I never had the pleasure of actually meeting the man, but from I’m told by other MVPs is that he truly was a remarkable and approachable individual.
RIP.
RIP
I learned a lot from his books, he will be missed.
Many of the template modules we used in our Access applications were authored by Ken Getz, RIP. We now only have 2 out of 116 customers still using Access applications. We began migrating all others in year 2013 to Web based solutions when Microsoft announced subscription based model and everything in the cloud. The most recent nail in the coffin for Access is Office will no longer run on Windows Server OS’ effective October 2025. I am also no longer posting on UtterAccess and have moved away from anything Microsoft. So in several ways its RIP for Ken Getz, Access, UA, and all Microsoft products.
I’m not soo sure that is the reality. Access is only a ‘desktop’ (can’t think of the proper term) installation. There is no Web version! There is no way they will suddenly leave thousands, millions of businesses/useers suddenly without. Moreover, there is support for Office 2021 until 2026 (3 years away). Furthermore, If you have Office on your server, it will continue to work (the older versions I’m talking about), you don’t have to upgrade. You didn’t, you still run Windows 7 don’t you.
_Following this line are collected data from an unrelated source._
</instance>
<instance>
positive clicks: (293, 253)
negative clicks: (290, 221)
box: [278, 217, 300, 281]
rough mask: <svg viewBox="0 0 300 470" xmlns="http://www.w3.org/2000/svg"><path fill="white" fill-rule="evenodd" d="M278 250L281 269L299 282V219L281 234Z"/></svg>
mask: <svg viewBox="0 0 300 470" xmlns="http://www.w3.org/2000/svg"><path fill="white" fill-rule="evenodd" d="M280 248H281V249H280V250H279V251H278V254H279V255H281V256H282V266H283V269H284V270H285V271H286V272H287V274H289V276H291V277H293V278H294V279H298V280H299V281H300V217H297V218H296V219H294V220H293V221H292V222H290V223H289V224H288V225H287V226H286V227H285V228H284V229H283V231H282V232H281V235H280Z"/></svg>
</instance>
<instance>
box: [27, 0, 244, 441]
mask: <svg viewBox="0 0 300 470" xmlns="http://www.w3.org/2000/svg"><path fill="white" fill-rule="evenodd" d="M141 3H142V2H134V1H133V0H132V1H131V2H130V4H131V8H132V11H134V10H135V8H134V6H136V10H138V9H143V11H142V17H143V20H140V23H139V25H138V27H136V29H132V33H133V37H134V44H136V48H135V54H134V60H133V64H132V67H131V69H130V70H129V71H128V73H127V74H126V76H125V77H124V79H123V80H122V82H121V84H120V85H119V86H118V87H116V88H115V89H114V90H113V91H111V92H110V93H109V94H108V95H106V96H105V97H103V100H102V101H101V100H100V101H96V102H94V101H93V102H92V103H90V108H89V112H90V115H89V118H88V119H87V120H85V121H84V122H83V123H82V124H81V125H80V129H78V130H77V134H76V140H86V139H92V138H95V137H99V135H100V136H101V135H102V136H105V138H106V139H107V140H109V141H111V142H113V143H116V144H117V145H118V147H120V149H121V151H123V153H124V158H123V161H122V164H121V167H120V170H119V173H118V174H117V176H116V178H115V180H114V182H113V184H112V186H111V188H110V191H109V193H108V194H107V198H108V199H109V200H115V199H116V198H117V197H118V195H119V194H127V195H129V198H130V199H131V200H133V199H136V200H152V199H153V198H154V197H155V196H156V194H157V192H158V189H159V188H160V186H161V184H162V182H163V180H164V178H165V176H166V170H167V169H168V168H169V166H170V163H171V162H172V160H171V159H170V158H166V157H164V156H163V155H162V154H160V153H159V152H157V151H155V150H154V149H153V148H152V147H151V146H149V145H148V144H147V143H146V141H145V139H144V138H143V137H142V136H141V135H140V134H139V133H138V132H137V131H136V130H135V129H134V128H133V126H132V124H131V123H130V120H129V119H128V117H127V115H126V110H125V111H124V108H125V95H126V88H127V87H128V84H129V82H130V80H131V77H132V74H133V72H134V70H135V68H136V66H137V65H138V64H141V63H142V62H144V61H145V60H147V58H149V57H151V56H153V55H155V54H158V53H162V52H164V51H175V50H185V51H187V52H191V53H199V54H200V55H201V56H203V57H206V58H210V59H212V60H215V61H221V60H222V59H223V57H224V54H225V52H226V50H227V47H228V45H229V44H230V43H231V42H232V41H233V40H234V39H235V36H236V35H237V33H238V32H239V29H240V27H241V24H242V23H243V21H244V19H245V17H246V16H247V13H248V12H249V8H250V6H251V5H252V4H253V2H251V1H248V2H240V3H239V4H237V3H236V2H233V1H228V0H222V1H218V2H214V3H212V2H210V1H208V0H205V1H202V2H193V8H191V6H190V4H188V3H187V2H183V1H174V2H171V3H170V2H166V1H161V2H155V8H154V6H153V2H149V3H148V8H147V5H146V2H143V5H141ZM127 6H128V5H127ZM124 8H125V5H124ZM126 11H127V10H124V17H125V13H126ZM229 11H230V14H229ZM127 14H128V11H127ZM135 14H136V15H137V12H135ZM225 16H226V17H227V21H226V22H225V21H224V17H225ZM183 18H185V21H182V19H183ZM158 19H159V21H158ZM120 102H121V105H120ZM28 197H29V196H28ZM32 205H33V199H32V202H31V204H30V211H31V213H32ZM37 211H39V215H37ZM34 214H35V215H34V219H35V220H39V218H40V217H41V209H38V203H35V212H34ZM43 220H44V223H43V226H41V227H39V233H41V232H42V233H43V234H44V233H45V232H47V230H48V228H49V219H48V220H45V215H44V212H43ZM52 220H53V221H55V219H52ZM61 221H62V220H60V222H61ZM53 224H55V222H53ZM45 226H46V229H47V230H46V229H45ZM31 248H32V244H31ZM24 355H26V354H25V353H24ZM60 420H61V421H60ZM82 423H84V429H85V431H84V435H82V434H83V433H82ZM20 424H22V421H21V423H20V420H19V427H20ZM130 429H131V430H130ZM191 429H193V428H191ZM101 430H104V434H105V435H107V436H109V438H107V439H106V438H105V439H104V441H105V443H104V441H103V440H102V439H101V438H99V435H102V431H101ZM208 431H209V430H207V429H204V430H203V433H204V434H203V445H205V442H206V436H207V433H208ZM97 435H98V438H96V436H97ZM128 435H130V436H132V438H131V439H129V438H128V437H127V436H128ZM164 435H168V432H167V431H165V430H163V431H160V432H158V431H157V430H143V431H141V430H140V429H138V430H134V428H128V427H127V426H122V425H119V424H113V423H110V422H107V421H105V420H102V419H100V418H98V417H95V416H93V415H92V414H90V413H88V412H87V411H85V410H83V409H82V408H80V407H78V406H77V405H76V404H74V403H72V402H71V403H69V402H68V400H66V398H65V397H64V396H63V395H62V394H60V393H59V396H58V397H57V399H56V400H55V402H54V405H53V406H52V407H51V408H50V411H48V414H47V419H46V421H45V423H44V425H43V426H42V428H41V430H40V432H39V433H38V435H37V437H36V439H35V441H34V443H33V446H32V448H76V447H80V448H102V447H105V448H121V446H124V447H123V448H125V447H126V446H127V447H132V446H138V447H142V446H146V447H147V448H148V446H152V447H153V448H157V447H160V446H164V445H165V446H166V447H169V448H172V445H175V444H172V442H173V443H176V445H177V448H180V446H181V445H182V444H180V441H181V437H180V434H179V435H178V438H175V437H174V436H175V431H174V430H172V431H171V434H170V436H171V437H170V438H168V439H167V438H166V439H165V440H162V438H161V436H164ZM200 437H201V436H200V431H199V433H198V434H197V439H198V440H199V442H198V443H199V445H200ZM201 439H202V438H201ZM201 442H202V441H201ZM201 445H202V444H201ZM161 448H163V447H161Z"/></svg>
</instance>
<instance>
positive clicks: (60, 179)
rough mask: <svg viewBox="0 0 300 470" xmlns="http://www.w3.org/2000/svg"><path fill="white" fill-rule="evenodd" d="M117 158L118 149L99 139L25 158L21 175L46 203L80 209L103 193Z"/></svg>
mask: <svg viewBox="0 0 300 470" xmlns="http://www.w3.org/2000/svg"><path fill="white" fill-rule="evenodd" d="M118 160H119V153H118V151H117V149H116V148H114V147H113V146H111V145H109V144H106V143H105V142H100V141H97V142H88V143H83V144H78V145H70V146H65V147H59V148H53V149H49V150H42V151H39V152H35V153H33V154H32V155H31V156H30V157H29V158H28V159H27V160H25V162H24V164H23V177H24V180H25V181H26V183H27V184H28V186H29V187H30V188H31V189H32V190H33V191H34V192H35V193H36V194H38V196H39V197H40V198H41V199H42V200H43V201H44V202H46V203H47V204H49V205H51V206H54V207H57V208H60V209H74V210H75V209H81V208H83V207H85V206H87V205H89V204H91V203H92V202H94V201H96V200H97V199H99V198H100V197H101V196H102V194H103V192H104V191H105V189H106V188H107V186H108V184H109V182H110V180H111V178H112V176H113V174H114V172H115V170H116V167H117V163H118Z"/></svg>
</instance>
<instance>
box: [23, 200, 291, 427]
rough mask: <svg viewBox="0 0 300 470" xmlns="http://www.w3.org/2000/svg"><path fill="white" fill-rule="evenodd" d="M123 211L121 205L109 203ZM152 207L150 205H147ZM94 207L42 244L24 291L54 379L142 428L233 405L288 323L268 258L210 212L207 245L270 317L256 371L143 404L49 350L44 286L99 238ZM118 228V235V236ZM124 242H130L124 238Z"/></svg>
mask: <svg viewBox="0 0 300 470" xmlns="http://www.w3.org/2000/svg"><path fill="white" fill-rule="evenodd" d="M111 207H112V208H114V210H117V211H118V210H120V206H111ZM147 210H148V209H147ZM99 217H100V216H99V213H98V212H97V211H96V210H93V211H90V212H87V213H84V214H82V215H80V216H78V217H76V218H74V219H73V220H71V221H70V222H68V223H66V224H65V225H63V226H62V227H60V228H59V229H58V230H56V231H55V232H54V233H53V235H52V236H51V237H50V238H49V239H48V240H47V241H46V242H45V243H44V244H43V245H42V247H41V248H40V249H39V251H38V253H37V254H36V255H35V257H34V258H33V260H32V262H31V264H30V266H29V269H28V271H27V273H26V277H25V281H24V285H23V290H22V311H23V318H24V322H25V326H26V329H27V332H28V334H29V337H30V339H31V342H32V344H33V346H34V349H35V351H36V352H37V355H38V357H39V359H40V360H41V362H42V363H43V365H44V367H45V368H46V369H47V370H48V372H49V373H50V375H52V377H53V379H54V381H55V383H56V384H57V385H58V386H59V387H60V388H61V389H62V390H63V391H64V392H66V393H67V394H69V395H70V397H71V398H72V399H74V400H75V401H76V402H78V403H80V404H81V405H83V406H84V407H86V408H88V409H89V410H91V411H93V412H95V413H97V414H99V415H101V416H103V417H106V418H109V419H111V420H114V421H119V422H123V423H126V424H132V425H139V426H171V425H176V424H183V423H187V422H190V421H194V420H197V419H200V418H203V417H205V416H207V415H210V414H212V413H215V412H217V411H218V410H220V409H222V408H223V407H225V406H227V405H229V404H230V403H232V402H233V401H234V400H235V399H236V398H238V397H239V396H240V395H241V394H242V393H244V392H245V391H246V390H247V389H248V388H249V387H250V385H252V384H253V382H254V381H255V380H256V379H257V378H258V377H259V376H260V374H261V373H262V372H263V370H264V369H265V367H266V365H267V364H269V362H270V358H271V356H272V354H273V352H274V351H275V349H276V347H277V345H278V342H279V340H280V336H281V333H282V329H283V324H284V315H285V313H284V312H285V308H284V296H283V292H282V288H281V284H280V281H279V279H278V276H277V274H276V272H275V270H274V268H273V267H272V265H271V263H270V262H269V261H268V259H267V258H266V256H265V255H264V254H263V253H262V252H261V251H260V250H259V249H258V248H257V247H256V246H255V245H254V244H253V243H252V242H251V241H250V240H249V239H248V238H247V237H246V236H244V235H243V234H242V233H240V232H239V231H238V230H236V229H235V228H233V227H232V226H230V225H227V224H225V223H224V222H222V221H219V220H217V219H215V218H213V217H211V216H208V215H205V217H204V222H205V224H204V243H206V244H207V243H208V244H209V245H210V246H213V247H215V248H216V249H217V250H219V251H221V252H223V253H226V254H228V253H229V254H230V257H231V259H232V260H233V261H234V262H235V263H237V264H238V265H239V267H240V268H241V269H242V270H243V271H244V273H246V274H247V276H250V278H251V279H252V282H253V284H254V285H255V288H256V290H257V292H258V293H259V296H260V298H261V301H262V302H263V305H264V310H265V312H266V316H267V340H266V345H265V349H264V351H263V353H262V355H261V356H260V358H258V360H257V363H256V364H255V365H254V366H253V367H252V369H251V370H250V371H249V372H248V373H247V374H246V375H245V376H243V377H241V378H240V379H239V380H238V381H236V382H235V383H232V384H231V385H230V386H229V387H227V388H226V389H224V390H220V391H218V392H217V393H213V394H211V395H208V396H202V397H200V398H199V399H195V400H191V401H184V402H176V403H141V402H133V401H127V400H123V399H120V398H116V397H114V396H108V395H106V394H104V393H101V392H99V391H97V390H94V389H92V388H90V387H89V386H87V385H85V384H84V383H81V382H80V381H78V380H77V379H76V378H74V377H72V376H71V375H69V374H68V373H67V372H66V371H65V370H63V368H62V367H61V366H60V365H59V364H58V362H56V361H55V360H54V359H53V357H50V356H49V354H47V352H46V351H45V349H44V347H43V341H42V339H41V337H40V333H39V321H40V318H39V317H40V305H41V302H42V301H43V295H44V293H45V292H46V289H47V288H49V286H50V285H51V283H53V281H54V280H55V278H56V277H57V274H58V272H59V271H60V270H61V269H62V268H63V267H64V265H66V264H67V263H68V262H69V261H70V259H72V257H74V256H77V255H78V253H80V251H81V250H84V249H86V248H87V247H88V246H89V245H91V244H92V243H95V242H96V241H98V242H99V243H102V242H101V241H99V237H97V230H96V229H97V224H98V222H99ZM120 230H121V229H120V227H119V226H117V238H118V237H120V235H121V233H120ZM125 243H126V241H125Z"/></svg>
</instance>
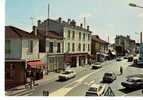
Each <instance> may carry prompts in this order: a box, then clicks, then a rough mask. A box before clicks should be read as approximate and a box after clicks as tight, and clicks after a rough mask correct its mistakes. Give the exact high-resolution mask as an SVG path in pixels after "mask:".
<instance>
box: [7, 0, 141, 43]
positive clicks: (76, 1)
mask: <svg viewBox="0 0 143 100" xmlns="http://www.w3.org/2000/svg"><path fill="white" fill-rule="evenodd" d="M48 3H49V4H50V18H52V19H57V18H58V17H62V19H63V20H67V19H68V18H71V19H75V20H76V21H77V23H78V24H80V23H83V20H84V19H83V17H86V25H89V26H90V29H91V31H92V32H93V34H98V35H99V36H100V37H101V38H103V39H104V40H106V41H107V40H108V35H109V39H110V42H112V43H113V42H114V38H115V36H116V35H117V34H118V35H119V34H122V35H125V36H126V35H130V36H131V38H132V39H136V41H137V42H139V34H135V32H137V33H139V32H141V31H143V9H141V8H133V7H130V6H128V4H129V3H136V4H138V5H141V6H143V0H6V25H13V26H16V27H19V28H22V29H24V30H26V31H29V32H30V31H31V29H32V21H31V20H30V17H34V18H35V19H34V24H35V25H36V22H37V20H38V19H41V20H44V19H46V18H47V15H48Z"/></svg>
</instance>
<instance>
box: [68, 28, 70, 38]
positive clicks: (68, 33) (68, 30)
mask: <svg viewBox="0 0 143 100" xmlns="http://www.w3.org/2000/svg"><path fill="white" fill-rule="evenodd" d="M68 39H70V30H68Z"/></svg>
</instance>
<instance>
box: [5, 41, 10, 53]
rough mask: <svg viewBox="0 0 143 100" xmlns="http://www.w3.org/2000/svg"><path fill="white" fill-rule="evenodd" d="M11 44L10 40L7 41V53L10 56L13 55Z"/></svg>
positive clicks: (6, 44)
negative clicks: (10, 53)
mask: <svg viewBox="0 0 143 100" xmlns="http://www.w3.org/2000/svg"><path fill="white" fill-rule="evenodd" d="M10 48H11V42H10V40H6V42H5V53H6V54H10V53H11V49H10Z"/></svg>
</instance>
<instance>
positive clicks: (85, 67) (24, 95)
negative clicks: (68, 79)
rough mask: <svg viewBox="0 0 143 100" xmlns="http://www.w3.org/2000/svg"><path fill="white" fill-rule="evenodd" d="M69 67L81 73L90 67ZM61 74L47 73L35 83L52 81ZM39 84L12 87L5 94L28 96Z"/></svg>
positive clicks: (9, 94) (85, 66) (37, 83)
mask: <svg viewBox="0 0 143 100" xmlns="http://www.w3.org/2000/svg"><path fill="white" fill-rule="evenodd" d="M69 69H71V70H74V71H75V72H76V73H80V72H82V71H84V70H86V69H89V67H88V65H86V66H84V67H80V66H79V67H75V68H69ZM59 74H60V73H56V72H49V73H48V75H45V76H44V77H43V79H41V80H37V81H36V82H35V83H36V84H38V85H39V84H42V83H44V82H50V81H53V80H56V79H58V76H59ZM38 85H37V86H38ZM37 86H33V88H32V89H25V85H21V86H18V87H15V88H12V89H10V90H7V91H6V92H5V95H6V96H28V95H30V94H31V93H32V92H33V91H34V90H35V89H34V88H35V87H37Z"/></svg>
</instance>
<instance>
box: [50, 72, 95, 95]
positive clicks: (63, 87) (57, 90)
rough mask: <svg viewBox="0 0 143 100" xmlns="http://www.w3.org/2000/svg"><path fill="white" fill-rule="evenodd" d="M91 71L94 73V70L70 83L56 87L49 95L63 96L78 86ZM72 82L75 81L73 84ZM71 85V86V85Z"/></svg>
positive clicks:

Lastly, MS365 is listed as No End Date, so it should continue to work just fine. There will be a new version of Server by then, the matrix will get updated and will included MS365, I’m sure.
I’m not a huge MS lover myself anymore, but don’t create panic either. These are all choices.
As for subscription based… sadly, all the companies are doing. This isn’t a Microsoft thing. They get more money, more control, …
See:
https://learn.microsoft.com/en-us/deployoffice/endofsupport/windows-server-support
https://query.prod.cms.rt.microsoft.com/cms/api/am/binary/RE2OqRI
https://techcommunity.microsoft.com/t5/windows-server-insiders/support-for-m365-apps-o365-on-windows-2022/m-p/3027565
More links does little.
I decided to ask the Access Dev Team about this, and got nothing but silence!
I also see Mike Wolfe has just posted regarding this issue: https://nolongerset.com/ms365-on-windows-server/ which seems to support most of what you say, but do note that MS365 apps remain fully supported, for now.
All the companies are trying to force subscription models. I guess this is Microsoft’s attempt to force upgrades to a single version and monthly subscription revenues.
Some will say this is good, others will argue that they are taking about any choice and forcing things upon users.
People have a serious choice to make!
All I know is a lot of IT Admins are going to have a lot of headaches to deal with in the near future because of this.
I would take Microsoft’s reversal decision to support M365 on WS with a grain of salt. Who knows what Microsoft’s policy will be by year 2025-26. With that in mind our customers dont like being at the mercy of whatever MS decides and migrating platforms can take years so the decision to move has already been made.
I don’t disagree with you opinion here. I think a lot of people are going to experience massive issues in the not so distant future.